Storm Area 51 Now Has a Million Enlistees

Ryan Lau | @RyanLau71R

Just over a week ago, three Facebook users broke the internet with a peculiar event. In an effort to finally “see them aliens“, the users declared a (pretty clearly satirical) intention to storm Area 51 early in the morning on September 20th. Over a span of just a couple of days, the post skyrocketed in popularity, with hundreds of thousands of people “going” and “interested”. But late Sunday night, the event reached a new level: one million people now say they will attend.

The Movement to Storm Area 51

Reaching the one million mark holds significance for the meme in a number of ways. Obviously, it shows a great deal of popularity, but it doesn’t stop there.

On Friday, a spokeswoman for the United States Air Force stated an intent to protect the base fiercely. At any number, it reveals a potential valuation of the secretive military base over the lives of American people. But when the number hits a million, it becomes all the more important. This represents nearly a third of a percent of the American population or the entire population of Wyoming and most of Vermont. Does spokeswoman Laura McAndrews value the secrets of Area 51 more than the people to fill two full states? Based on her current statements, which she has yet to revoke, this remains unclear.
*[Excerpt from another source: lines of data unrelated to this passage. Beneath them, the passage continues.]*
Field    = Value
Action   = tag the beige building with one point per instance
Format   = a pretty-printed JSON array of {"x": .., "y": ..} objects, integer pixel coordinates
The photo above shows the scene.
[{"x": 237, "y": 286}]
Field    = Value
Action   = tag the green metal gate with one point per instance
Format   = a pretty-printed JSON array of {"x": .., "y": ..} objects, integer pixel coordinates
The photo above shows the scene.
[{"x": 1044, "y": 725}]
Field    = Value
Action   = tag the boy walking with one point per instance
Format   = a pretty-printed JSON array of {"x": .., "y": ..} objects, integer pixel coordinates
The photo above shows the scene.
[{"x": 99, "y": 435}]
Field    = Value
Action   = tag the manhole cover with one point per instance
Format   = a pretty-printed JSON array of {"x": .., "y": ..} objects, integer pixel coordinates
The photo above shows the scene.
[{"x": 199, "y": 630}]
Once again, the storm Area 51 post is clearly a meme. But this appears not to take away from the military’s willingness to strike back against over a million people; after all, the military isn’t known for its memes and sense of humor. This figure is more than four times the amount of people killed or injured in the nuclear bomb attacks against Hiroshima and Nagasaki, combined.

Taking Advantage of a Distraction?

Having a better sense of humor than the military, some other Facebook accounts have joined in on the meme. Several accounts have posted events calling for sieges of various other government agencies or properties at the same time, while the storm Area 51 campaign distracts them.

A notable event calls for citizens to storm the Federal Reserve bank in Washington, DC. The event already has 28,000 people either interested or declaring their intention to go.

Several other consequent events have sprung up, most of them much smaller. But as is typical, none are likely to come close to the popularity of the original meme.